Estos días reflexionamos sobre la Cuaresma, tiempo que Dios nos regala, a través de su Iglesia, para que la conversión como auténticos hijos de Dios se haga presente, no solo de manera simbólica, sino real, sacramental y efectiva. No perdamos el tiempo. Dejemos que los signos que nos acompañarán, vividos intensamente, nos hagan nacer a una nueva vida en la perspectiva del Misterio Pascual, de la Muerte y Resurrección de Jesús. Porque en cada gesto y manifestación eclesial y litúrgica se esconde el brazo poderoso de Dios que nos invita al amor, la penitencia y el arrepentimiento que nos hace grandes. La iglesia, para ello, nos recomienda siempre la oración, la limosna y el ayuno, pero lo más importante es, sin duda, “querer”. Así de simple: hay que querer vivir la cuaresma, o, por el contrario, pasará tan solo recordando que llegará la Semana Santa y la Pascua, pero sin habernos tocado el corazón.
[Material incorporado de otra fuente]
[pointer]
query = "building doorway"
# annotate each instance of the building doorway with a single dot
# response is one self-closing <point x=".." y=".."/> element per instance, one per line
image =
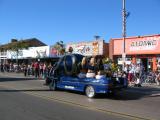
<point x="144" y="62"/>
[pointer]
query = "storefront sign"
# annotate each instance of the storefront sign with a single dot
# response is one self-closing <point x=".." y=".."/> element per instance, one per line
<point x="32" y="52"/>
<point x="87" y="48"/>
<point x="138" y="45"/>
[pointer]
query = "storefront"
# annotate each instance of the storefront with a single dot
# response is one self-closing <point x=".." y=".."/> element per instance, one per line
<point x="140" y="49"/>
<point x="92" y="48"/>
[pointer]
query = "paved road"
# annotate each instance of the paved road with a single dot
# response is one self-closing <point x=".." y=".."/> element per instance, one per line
<point x="15" y="105"/>
<point x="135" y="102"/>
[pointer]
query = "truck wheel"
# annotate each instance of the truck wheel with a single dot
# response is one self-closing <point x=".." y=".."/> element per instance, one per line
<point x="90" y="91"/>
<point x="52" y="85"/>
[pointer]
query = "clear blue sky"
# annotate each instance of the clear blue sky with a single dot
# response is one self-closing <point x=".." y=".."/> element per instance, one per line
<point x="76" y="20"/>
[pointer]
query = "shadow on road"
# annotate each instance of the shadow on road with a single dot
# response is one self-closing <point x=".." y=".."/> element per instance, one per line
<point x="24" y="90"/>
<point x="15" y="79"/>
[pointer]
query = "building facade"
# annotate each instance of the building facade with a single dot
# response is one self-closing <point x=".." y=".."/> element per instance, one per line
<point x="92" y="48"/>
<point x="140" y="49"/>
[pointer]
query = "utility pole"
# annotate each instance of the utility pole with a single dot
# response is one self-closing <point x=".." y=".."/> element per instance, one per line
<point x="124" y="31"/>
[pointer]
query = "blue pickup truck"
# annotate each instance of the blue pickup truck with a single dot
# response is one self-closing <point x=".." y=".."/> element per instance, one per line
<point x="62" y="76"/>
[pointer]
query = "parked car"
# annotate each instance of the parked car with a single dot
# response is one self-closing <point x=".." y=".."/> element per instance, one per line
<point x="63" y="76"/>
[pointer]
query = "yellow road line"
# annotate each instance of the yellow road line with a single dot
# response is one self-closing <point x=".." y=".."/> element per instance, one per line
<point x="80" y="105"/>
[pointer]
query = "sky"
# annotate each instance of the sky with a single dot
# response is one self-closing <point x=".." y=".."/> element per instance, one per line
<point x="76" y="20"/>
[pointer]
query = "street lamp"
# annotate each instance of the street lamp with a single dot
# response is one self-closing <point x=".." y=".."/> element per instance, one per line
<point x="124" y="32"/>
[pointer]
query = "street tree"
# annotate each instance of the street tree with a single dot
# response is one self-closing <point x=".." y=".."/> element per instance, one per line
<point x="15" y="47"/>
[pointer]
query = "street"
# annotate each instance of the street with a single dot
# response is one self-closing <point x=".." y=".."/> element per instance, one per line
<point x="27" y="98"/>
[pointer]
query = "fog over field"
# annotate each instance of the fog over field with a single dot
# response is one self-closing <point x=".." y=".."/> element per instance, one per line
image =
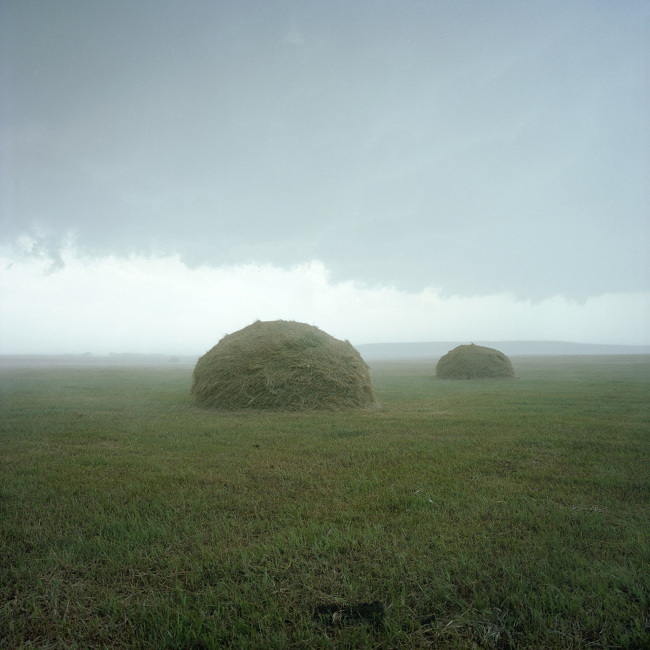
<point x="390" y="172"/>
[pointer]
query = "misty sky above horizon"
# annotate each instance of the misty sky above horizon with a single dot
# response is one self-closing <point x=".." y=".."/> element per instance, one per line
<point x="388" y="171"/>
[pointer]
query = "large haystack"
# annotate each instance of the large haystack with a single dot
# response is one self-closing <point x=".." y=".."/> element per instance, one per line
<point x="282" y="366"/>
<point x="474" y="362"/>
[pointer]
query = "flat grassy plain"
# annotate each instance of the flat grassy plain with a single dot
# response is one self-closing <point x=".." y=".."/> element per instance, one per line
<point x="496" y="514"/>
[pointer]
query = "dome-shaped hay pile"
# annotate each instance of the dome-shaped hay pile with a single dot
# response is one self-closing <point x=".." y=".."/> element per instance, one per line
<point x="282" y="366"/>
<point x="474" y="362"/>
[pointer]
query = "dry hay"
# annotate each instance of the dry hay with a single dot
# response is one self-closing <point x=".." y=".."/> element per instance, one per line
<point x="474" y="362"/>
<point x="282" y="366"/>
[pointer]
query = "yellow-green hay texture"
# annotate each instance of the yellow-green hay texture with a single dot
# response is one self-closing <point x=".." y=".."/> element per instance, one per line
<point x="474" y="362"/>
<point x="282" y="366"/>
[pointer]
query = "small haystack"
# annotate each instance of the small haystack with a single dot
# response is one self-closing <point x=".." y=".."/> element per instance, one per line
<point x="474" y="362"/>
<point x="282" y="366"/>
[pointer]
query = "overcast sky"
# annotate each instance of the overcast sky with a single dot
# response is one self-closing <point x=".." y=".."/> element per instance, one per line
<point x="388" y="171"/>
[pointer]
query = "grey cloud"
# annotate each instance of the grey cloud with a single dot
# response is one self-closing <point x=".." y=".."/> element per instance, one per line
<point x="473" y="147"/>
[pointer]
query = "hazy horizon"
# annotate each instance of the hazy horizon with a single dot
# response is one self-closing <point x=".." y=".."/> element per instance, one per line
<point x="414" y="171"/>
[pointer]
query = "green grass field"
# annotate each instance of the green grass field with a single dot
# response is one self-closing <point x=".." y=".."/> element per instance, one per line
<point x="497" y="514"/>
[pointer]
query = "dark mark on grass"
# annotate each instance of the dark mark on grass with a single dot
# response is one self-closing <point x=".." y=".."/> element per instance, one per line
<point x="359" y="614"/>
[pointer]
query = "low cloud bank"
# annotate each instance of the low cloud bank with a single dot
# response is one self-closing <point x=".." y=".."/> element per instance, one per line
<point x="158" y="305"/>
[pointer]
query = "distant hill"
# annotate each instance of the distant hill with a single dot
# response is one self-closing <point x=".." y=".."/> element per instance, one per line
<point x="377" y="351"/>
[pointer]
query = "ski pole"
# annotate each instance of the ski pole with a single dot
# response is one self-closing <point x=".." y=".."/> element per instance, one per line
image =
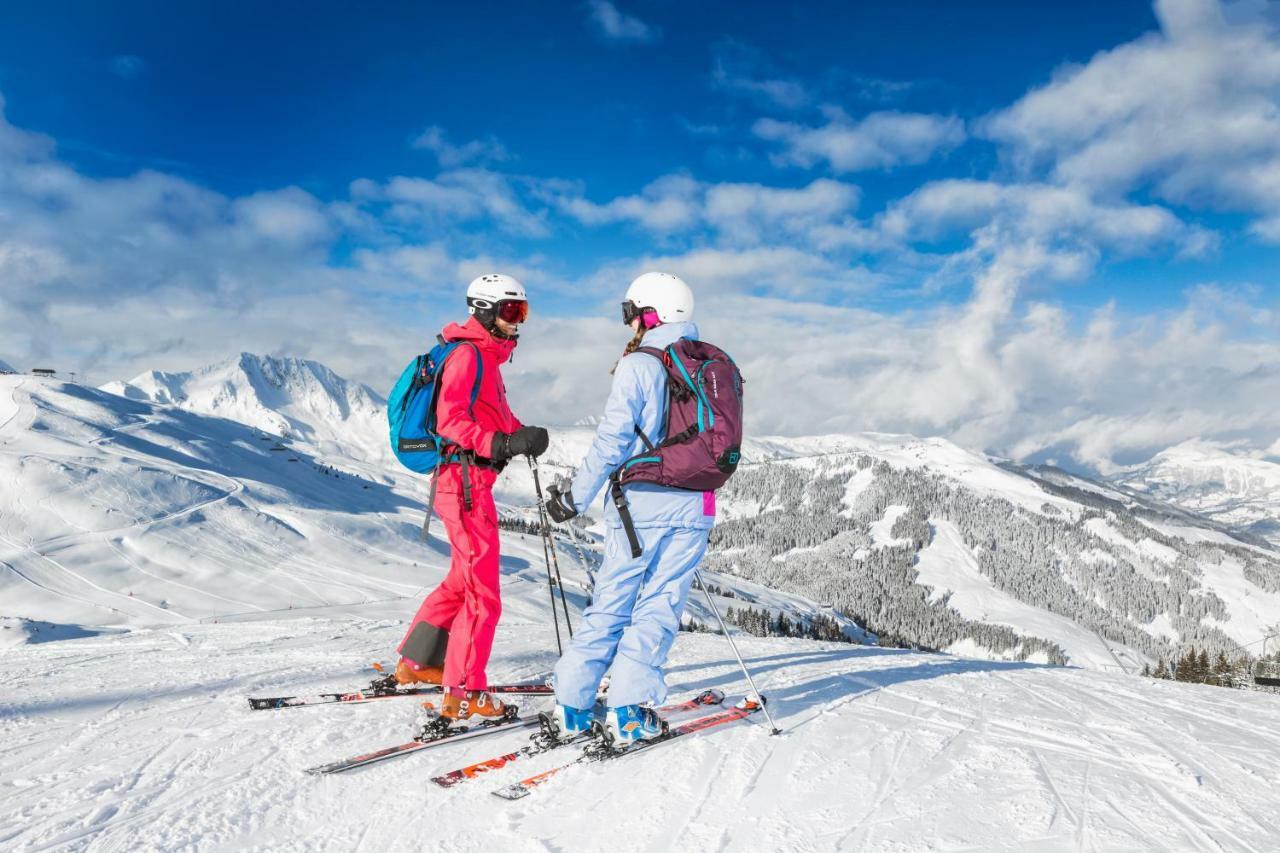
<point x="549" y="550"/>
<point x="551" y="589"/>
<point x="551" y="542"/>
<point x="430" y="503"/>
<point x="581" y="555"/>
<point x="759" y="698"/>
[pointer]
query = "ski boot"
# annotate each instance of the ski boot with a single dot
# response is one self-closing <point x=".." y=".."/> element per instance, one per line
<point x="410" y="673"/>
<point x="474" y="703"/>
<point x="565" y="724"/>
<point x="627" y="724"/>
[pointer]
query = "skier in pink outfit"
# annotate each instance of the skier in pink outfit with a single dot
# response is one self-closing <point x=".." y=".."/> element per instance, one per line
<point x="452" y="634"/>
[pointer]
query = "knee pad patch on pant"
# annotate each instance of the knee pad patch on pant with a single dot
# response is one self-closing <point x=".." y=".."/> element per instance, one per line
<point x="426" y="644"/>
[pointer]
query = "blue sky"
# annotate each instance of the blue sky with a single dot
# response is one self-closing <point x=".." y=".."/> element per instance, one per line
<point x="920" y="191"/>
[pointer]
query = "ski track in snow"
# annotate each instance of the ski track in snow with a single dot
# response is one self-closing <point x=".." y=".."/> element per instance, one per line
<point x="142" y="742"/>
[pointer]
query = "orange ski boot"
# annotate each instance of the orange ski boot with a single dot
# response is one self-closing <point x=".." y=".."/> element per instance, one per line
<point x="474" y="703"/>
<point x="407" y="673"/>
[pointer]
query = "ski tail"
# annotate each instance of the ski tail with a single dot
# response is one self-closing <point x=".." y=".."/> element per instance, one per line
<point x="540" y="744"/>
<point x="387" y="688"/>
<point x="438" y="738"/>
<point x="597" y="752"/>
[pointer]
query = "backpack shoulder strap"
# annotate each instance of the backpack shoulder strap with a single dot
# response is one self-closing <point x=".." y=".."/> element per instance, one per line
<point x="475" y="386"/>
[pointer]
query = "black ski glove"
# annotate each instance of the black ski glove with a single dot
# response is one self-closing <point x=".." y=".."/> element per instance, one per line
<point x="560" y="505"/>
<point x="525" y="441"/>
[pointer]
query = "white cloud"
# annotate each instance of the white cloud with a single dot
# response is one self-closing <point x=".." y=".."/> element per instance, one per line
<point x="453" y="196"/>
<point x="286" y="215"/>
<point x="434" y="140"/>
<point x="1189" y="112"/>
<point x="670" y="204"/>
<point x="114" y="276"/>
<point x="1046" y="213"/>
<point x="615" y="24"/>
<point x="127" y="65"/>
<point x="778" y="91"/>
<point x="877" y="141"/>
<point x="739" y="213"/>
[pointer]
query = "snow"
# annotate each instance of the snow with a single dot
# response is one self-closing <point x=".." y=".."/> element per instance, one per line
<point x="144" y="742"/>
<point x="858" y="483"/>
<point x="1252" y="610"/>
<point x="949" y="565"/>
<point x="882" y="530"/>
<point x="291" y="397"/>
<point x="1162" y="626"/>
<point x="172" y="564"/>
<point x="1223" y="483"/>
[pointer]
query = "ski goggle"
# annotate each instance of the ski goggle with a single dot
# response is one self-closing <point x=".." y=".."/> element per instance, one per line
<point x="512" y="310"/>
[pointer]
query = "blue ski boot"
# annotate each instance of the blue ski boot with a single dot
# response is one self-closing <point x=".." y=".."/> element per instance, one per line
<point x="631" y="723"/>
<point x="565" y="723"/>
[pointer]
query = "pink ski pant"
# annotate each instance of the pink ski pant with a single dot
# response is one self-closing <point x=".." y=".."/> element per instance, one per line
<point x="467" y="603"/>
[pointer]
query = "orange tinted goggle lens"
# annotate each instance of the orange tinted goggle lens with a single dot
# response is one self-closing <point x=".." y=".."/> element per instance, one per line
<point x="513" y="310"/>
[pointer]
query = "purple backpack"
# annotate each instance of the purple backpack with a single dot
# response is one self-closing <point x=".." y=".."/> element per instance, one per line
<point x="704" y="427"/>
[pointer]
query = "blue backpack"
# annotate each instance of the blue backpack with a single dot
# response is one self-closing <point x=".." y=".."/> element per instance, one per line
<point x="411" y="406"/>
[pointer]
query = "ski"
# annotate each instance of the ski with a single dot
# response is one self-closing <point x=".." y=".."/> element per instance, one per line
<point x="385" y="688"/>
<point x="426" y="740"/>
<point x="543" y="742"/>
<point x="599" y="751"/>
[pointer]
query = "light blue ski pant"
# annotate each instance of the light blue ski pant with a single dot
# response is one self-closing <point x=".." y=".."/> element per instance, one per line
<point x="632" y="619"/>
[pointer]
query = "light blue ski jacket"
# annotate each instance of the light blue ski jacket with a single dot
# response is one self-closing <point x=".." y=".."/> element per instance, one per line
<point x="639" y="398"/>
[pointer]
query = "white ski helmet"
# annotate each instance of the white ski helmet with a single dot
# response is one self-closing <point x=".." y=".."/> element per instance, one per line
<point x="494" y="296"/>
<point x="663" y="292"/>
<point x="493" y="288"/>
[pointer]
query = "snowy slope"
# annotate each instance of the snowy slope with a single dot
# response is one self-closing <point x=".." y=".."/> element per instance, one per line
<point x="118" y="511"/>
<point x="144" y="743"/>
<point x="1072" y="568"/>
<point x="289" y="397"/>
<point x="1239" y="491"/>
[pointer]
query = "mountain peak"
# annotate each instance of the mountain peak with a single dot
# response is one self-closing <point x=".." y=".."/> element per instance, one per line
<point x="283" y="395"/>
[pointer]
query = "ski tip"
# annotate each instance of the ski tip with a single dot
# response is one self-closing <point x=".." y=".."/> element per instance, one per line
<point x="512" y="792"/>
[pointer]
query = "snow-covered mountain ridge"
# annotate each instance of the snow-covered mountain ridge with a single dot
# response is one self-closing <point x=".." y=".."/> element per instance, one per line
<point x="1115" y="601"/>
<point x="1238" y="491"/>
<point x="284" y="396"/>
<point x="232" y="564"/>
<point x="933" y="544"/>
<point x="124" y="512"/>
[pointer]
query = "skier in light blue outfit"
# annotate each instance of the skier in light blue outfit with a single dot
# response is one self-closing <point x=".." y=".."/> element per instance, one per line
<point x="638" y="601"/>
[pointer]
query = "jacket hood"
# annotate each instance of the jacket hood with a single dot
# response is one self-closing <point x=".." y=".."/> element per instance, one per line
<point x="667" y="333"/>
<point x="472" y="332"/>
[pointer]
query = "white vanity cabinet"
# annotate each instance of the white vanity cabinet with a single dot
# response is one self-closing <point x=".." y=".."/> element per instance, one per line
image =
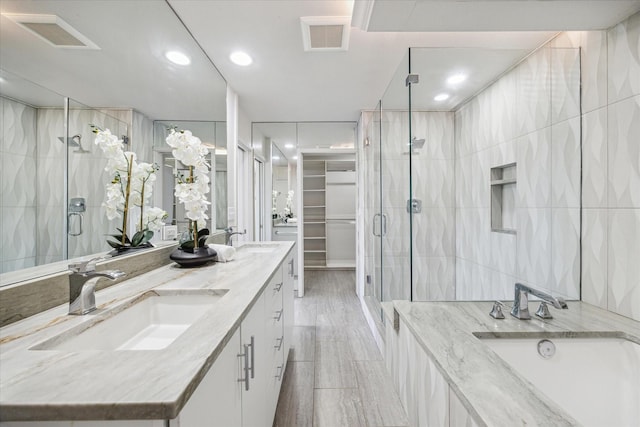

La celebración de la Cuaresma, como sabemos, nos ofrece una ocasión preciosa para vivir la relación entre fe unida a la caridad, de modo que cambien nuestras relaciones con Dios, entre nosotros y con la creación entera. Cuando el sacerdote, al imponer la ceniza, nos dice “convertíos y creed en el Evangelio”, está haciendo por nosotros algo más de lo que en principio, parece. La ceniza misma nos trae al presente lo que será nuestro futuro: moriremos y seremos polvo; lo material, que tantas veces nos agobia y posee, dejará de ser importante, vital, para nosotros. Pero la confesión de fe que hacemos nos sitúa con sinceridad ante nosotros mismos, nos abre a Dios y también a los demás. Y la creación entera se reorienta a su fin y se beneficia. ¡Demos gracias a Dios!